Слезы и молитвы дураков | страница 62
Пришелец слез с кровати, потянулся, громко зевнул, глянул на закатанную штанину:
— Нога болит?
— Болит, — признался Рахмиэл. Если его жилец на самом деле посланец неба, пусть исцелит его левую… за бездельницу-поясницу он просить не станет, а за ногу — можно… Совсем одеревенела, окаянная!..
Жилец снял ермолку, подошел, посмотрел, как собака на грязную, давно не мытую кость, и отвернулся.
— Худо дело, худо, — пробормотал Рахмиэл. — Хоть топор бери и отрубай… А хорошие были ноги… Крепкие, проворные… Да, видно, не тому достались.
— Почему? — тот, кто назвался его пасынком Ароном, остудил рукой вспотевшую от мыслей голову.
— Достанься они Маркусу Фрадкину или Нафтали Спиваку, сносу бы им не было. Катались бы на дрожках, носили бы шелковые чулки и гамаши. — Рахмиэл наморщил лоб, угрюмо покосился на жильца и добавил — Ты что-нибудь в них понимаешь?
— Нет. Надо лекарю показать.
— А что лекарь? Посмотрит, деньги возьмет, но новую ногу не вставит. За что же меня господь покарал?
— Господь душу карает, — сказал тот, кто назвался его пасынком Ароном.
— А может, моя душа в ногах?
— Может быть.
— Может не может, а сторожем мне больше не быть.
— Будешь портным, лудильщиком, гончаром..
— Я умею только сторожить, — прошептал Рахмиэл.
— Ну что за радость сторожить чужое?
— Радость, — жарко возразил Рахмиэл. — Радость. Только ты этого никогда не поймешь. Что для тебя ночь? Мрак, сон…
— А для тебя?
— Для меня? — Рахмиэл задумался. — Ходишь по местечку, стучишь колотушкой, и все вокруг не чужое, а твое: и ставни, и небо, и даже конский помет на мостовой. Днем я кто? Бедняк. Днем у меня ничего, кроме избы и кладбища, нет. А ночью? Ночью я богатей. Похлеще Маркуса Фрадкина и братьев Спиваков.

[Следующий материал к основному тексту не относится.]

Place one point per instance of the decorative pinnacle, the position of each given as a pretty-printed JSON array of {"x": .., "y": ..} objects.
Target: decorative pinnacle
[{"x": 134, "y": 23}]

Рахмиэл спустил штанину, добрел до стола, взял колотушку.
— Слушаешь и, небось, думаешь: дурак.
— Слушаю, но не думаю, — сказал тот, кто назвался его пасынком Ароном.
— У нас в роду все дураки были. Все до девятого колена. И дед, и прадед, и прапрадед, царствие им небесное. Как дураки работали, как дураки любили, как дураки богу молились. Я, бывало, прибегал домой и жаловался деду: «Все меня дураком обзывают!» — «А ты, Рахмиэл, гордись! Лучшее звание на земле не царь, не генерал, не купец, а дурак. Гордись! До ушей господа доходят только слезы и молитвы дураков потому, что бог и есть верховный дурак, он умных не любит!»
— Что верно, то верно, — поддержал Рахмиэла жилец. — Умные ни во что не верят.
— Вера — хлеб дураков, — сказал Рахмиэл и прижал к груди колотушку.